This Clause is identical to Cl. 56 of the 1964 Plan and corresponds to the relevant Nordic Insurance Contracts Acts (Nordic ICAs).
The Clause regulates cases where the assured brings about the casualty through gross negligence. Gross negligence lies somewhere between ordinary negligence and intent. Ordinary negligence occurs when the assured has not acted as a competent and reasonable person would have done in an equivalent situation. Gross negligence is a more specific form of negligence: the deviation between the conduct of the assured and the relevant norm is more pronounced. In case law, the courts have found gross negligence in the following cases: ND 1971.350 NH KARI-BJØRN, ND 1976.132 Gulating TUVA, and ND 1977.138 OSLO.
Both the Plan and the Nordic ICAs apply a progressive reduction of the insurance cover when the casualty has been caused by gross negligence. The Norwegian ICA Section 4-9, second paragraph, sets out a number of factors which are to be specifically taken into account in assessing the reduction: the degree of fault, the course of events relating to the damage, whether the assured was in a state of self-induced intoxication, and circumstances generally. Cl. 3-33 of the Plan refers simply to "the degree of fault and circumstances generally". "Circumstances generally" is such a wide-ranging expression that it includes the other factors listed in the relevant Nordic ICAs. In deep-water hull insurance, it will be especially the "course of events relating to the damage" which will be of significance for the reduction of the insurer’s liability. The factor of "self-induced intoxication" is more relevant to coastal hull insurance, but can also become relevant for deep-water hull cover, especially if there has been a delegation of the ship owning functions which entails that the assured must be identified with the ship's captain or officers, cf. Cl. 3-36. "Intoxication" means that intoxicating substances have influenced the user in such a way that he or she acts in a way other than would have been the case had he or she not consumed the intoxicating substances.
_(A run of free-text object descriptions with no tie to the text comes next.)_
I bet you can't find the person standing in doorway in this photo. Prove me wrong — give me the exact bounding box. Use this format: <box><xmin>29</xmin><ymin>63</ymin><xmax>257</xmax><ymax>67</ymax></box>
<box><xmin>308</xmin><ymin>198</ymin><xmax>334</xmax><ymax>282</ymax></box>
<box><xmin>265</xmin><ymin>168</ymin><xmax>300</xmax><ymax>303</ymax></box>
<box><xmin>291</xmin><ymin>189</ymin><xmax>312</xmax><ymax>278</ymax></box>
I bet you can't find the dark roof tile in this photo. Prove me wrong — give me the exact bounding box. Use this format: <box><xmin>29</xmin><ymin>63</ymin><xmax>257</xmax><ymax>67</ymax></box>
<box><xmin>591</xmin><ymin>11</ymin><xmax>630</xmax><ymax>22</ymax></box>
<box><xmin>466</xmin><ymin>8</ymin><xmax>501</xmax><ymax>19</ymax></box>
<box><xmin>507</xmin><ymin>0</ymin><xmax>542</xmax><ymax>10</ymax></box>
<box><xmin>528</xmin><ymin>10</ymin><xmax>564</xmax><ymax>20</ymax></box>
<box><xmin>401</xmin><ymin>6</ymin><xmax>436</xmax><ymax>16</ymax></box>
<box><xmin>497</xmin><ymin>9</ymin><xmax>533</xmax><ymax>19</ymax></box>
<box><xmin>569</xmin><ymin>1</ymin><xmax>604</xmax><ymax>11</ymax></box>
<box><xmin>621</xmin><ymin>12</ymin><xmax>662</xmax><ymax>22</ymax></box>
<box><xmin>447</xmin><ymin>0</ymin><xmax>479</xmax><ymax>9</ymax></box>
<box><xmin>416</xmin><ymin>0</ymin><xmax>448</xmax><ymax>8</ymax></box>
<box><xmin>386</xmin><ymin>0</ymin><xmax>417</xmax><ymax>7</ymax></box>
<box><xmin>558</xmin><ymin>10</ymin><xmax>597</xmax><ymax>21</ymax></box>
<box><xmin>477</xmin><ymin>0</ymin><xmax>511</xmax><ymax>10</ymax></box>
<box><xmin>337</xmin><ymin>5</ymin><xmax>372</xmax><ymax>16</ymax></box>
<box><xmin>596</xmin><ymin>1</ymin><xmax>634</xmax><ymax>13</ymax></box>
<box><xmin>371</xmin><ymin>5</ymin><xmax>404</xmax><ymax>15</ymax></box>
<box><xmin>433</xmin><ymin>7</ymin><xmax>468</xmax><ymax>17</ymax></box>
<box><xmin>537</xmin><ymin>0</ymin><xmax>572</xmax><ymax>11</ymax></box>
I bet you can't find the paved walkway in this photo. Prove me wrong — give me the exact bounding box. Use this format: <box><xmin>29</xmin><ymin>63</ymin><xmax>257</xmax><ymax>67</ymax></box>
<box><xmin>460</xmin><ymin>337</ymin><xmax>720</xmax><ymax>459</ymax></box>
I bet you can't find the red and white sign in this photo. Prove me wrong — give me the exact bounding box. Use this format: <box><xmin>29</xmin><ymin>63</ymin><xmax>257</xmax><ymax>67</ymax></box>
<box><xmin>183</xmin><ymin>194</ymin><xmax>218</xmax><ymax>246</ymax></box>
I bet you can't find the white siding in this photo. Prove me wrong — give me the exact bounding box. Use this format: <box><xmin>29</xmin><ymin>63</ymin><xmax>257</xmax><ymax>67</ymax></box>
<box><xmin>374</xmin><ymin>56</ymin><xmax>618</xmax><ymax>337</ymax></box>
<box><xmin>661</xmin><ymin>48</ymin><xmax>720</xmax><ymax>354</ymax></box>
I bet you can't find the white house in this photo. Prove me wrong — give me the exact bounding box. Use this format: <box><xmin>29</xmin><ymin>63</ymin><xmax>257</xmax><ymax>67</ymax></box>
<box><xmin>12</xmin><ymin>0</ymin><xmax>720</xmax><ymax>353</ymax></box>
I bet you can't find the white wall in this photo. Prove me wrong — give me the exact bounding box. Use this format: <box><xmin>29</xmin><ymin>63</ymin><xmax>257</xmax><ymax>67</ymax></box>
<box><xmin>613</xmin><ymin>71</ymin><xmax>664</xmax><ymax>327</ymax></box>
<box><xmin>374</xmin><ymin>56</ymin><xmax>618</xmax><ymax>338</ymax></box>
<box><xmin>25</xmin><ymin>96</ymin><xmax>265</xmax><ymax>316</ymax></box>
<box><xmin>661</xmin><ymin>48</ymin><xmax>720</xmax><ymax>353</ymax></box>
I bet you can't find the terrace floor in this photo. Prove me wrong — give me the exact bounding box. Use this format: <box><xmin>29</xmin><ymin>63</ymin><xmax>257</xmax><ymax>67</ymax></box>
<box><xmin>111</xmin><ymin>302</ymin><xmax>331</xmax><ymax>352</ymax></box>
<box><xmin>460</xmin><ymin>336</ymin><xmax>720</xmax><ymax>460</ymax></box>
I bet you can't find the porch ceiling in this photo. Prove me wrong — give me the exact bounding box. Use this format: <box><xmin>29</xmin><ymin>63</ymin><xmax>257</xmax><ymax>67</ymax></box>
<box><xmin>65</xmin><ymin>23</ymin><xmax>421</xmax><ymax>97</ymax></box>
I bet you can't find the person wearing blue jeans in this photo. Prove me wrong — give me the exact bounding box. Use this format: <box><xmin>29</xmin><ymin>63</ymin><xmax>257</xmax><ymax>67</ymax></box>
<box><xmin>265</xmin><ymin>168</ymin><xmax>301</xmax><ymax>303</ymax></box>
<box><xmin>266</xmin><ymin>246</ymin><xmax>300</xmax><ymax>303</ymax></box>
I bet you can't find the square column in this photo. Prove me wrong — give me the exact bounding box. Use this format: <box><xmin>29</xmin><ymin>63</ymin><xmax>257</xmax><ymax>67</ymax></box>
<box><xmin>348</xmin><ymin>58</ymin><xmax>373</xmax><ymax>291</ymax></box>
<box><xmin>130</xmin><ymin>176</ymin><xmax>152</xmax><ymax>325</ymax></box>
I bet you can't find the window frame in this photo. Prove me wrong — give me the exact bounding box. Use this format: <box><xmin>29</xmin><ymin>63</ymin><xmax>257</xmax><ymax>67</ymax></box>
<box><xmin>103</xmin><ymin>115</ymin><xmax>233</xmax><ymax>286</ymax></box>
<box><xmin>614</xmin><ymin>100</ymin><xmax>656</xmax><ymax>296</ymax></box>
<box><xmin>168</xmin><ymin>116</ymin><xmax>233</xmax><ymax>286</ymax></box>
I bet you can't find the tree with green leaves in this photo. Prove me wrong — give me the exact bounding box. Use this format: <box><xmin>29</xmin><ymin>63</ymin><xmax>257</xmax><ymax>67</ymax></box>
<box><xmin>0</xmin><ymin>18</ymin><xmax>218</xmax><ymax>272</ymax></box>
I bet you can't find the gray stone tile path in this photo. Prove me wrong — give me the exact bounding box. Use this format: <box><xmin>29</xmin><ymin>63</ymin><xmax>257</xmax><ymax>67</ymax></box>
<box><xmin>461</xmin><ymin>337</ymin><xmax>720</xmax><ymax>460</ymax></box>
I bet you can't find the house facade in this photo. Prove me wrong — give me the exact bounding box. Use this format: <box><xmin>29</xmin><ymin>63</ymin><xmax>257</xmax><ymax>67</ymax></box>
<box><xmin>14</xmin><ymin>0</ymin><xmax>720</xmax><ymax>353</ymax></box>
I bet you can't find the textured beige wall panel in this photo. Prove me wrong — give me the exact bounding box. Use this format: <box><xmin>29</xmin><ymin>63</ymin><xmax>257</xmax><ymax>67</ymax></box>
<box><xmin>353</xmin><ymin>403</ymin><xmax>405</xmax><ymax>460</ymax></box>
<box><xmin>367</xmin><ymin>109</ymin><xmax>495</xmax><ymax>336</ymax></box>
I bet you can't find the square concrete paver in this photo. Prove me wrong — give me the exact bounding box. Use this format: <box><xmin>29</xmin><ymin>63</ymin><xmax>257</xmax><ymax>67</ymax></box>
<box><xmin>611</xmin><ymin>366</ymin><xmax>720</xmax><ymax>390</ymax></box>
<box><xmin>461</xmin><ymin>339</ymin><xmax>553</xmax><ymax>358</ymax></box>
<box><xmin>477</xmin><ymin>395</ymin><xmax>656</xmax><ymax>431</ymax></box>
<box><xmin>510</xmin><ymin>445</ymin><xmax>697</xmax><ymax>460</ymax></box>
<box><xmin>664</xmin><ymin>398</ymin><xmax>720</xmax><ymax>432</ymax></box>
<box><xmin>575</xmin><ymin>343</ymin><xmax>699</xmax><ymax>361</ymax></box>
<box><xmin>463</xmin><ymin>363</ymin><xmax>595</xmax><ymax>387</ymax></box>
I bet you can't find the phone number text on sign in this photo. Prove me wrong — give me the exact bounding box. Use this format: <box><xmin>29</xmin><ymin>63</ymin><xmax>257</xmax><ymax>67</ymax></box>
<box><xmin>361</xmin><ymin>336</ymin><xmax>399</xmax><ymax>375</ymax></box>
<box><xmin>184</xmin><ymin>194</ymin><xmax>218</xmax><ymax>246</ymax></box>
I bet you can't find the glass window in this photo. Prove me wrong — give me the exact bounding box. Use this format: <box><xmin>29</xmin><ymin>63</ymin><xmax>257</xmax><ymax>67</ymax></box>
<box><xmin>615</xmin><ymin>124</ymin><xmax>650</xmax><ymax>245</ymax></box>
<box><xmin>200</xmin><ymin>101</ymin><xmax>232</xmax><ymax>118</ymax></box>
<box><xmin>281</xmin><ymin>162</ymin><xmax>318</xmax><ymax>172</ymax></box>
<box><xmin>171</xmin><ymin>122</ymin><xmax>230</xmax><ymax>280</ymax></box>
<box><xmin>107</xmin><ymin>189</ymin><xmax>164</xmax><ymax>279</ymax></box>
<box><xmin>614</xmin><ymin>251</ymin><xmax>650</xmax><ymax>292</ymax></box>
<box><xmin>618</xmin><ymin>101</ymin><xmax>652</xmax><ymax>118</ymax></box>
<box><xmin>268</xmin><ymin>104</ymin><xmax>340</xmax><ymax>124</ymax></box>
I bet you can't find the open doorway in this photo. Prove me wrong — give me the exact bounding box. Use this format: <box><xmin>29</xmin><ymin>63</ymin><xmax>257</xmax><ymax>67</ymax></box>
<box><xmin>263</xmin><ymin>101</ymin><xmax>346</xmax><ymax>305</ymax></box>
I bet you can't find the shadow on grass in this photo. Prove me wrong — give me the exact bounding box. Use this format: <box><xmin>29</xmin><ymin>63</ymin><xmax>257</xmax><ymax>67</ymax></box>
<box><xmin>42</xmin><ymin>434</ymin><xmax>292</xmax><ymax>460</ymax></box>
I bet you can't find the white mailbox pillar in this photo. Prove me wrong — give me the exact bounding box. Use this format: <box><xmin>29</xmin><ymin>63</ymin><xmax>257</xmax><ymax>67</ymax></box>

It is not possible to link the definition of "intoxication" to a set alcohol percentage in the blood, as is done, for example, in Section 22 of the Norwegian Road Traffic Act (veitrafikkloven). A review must be made in each case of the effect of the intoxicating substance on the individual to determine whether the assured acted while intoxicated. It is thus possible to be "under the influence" within the meaning of the Road Traffic Act without being "intoxicated" within the meaning of the Plan.
If one of the subordinates of the assured, be it someone in the shipowner's management staff or one of the people on board, has caused the casualty through an error which must be deemed gross negligence, a decision must be made using the rules in Chapter 3, Section 6 of the Plan as to whether the insurer may invoke the error against the assured. Errors committed by the master or crew in their service as seamen on the insured ship can never be invoked by the insurer, cf. Cl. 3-36, sub-clause 1. Moreover, the result will depend on whether decision-making authority has been delegated in areas which are of material significance for the insurance, cf. Cl. 3-36, second sub-clause. Cases where the error has been committed on board another of the assured's ships than the one covered by the insurance, are dealt with under the "sister ship rule" in Cl. 4-16.
In cases where the owner works as master or a member of the crew on board, it was assumed on page 59 of the Commentary on the 1964 Plan that the courts would take account of the special position of the assured in their application of the discretionary scaling-down provided for in Cl. 56 of the 1964 Plan relating to gross negligence. The assured was thus to be awarded full or nearly full indemnity when there was no reason to suspect that the casualty was intentionally brought about. This assumption has been used in practice: see, for example, ND 1971.350 NH KARI-BJØRN; and the intention has been to maintain this approach in the Plan.
If the assured has brought about the casualty through ordinary negligence, the insurer will always be fully liable, cf. the corresponding rule in the relevant Nordic ICAs. This will not apply, however, when the negligence can be brought under the scope of other rules, e.g., the rules on breach of safety regulations. In cases where the gross negligence has related to a breach of a safety regulation, the courts have had a tendency in connection with insurance for small vessels to apply the rules on gross negligence instead of the rules on breach of safety regulations. The rationale has probably been that the rules on gross negligence offer the possibility for a discretionary reduction of cover, while the sanction for breaching a safety regulation is loss of cover in its entirety. It would be unfortunate if the same sort of tendency were to spread to deep-water hull insurance.